The long break
in blog posts has been on account of what you could probably call direct
marketing for my blog, although the truth is always more frivolous than my
well-crafted lies.
During this
period, I’ve taken quite a fancy to a number of things. I’m suddenly
very fond of the subjunctive. It’s the first time in my life that I’ve found grammar
so cool and moody. The subjunctive is insanely classy. The need to be judicious
with its use is what makes that sweet spot – the maximum possible amount of
class without being pedantic – even more unattainable and thereby even more
awesome.
The sudden spike
in socialising has also caused me to do a lot of thinking about language. I
wondered how spelling errors like ‘pwned’ and meaningless abbreviations like ‘sup’
were assimilated in the language with such alacrity but nobody ever thought of designing
some useful linguistic improvements. English sure could use them. We desperately
need a gender neutral pronoun. ‘He’ is sexist, ‘she’ is feminist, ‘they’ is
grammatically incongruent and ‘one’ is begins to sound comical after a point.
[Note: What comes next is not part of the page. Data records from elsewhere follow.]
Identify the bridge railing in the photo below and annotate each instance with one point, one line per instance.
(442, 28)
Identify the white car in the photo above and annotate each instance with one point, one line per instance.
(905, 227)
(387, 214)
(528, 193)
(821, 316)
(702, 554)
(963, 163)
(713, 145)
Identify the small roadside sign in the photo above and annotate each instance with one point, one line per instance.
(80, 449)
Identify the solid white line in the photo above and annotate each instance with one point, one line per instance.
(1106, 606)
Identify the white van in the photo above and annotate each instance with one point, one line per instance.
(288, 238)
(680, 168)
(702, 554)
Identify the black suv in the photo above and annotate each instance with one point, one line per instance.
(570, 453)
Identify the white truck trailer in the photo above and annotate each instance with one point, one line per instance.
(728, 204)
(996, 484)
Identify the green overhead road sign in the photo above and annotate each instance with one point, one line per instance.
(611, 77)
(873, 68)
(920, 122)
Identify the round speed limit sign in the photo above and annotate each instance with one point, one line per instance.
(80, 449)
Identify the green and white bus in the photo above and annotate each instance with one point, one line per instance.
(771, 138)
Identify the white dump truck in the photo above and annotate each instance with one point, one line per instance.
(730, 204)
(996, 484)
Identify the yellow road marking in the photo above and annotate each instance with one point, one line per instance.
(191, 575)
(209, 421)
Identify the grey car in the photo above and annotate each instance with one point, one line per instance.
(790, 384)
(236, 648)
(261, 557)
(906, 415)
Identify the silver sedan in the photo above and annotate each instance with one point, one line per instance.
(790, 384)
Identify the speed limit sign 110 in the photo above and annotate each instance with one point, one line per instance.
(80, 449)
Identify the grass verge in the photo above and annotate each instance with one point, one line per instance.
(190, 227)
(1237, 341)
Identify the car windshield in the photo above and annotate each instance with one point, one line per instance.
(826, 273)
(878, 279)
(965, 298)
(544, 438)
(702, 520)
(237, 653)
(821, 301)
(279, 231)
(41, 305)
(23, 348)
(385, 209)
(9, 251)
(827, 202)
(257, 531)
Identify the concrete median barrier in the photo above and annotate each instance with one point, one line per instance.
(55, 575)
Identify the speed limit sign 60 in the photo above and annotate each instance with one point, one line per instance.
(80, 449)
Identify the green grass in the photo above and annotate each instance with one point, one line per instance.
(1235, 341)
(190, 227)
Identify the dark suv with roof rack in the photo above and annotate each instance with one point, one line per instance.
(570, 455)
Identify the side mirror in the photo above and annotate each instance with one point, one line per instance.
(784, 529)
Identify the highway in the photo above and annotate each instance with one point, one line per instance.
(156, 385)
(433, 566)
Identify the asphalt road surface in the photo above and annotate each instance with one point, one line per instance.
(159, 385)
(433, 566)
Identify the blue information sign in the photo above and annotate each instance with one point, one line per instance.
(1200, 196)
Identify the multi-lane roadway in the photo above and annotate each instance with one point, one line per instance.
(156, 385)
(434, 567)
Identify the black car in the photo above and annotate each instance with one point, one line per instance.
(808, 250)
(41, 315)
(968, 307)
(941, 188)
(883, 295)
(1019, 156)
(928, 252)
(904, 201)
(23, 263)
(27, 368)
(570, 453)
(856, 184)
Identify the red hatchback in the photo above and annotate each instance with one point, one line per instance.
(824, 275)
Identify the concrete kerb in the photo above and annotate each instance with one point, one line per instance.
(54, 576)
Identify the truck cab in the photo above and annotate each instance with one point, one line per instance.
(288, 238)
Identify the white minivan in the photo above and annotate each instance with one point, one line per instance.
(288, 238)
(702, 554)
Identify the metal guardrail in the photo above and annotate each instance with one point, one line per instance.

It makes third person writing very challenging, which is probably why so many writers
prefer the less accurate, more aggressive second person for everything other
than fiction. Uniformity in spelling and pronunciation on both sides of the Atlantic
would also be welcome. ‘Indian English’ incorporates elements of both, so I’ve
spent half my life thinking ‘color’ looks incomplete and the other half
wondering why ‘colour’ seems like a longer word than it should be. Phonetic
spellings could eradicate spelling bees and accents on the alphabets could make
English seem a lot artier than it is. If it were a computer language, we’d be
cursing Microsoft (and it’s always Microsoft’s fault) and wailing for debugging
at this point.
I have also realised that I no longer use the word 'random' as liberally as I used to. Economics has impressed the difficulty of achieving randomness. It's not something you can do randomly.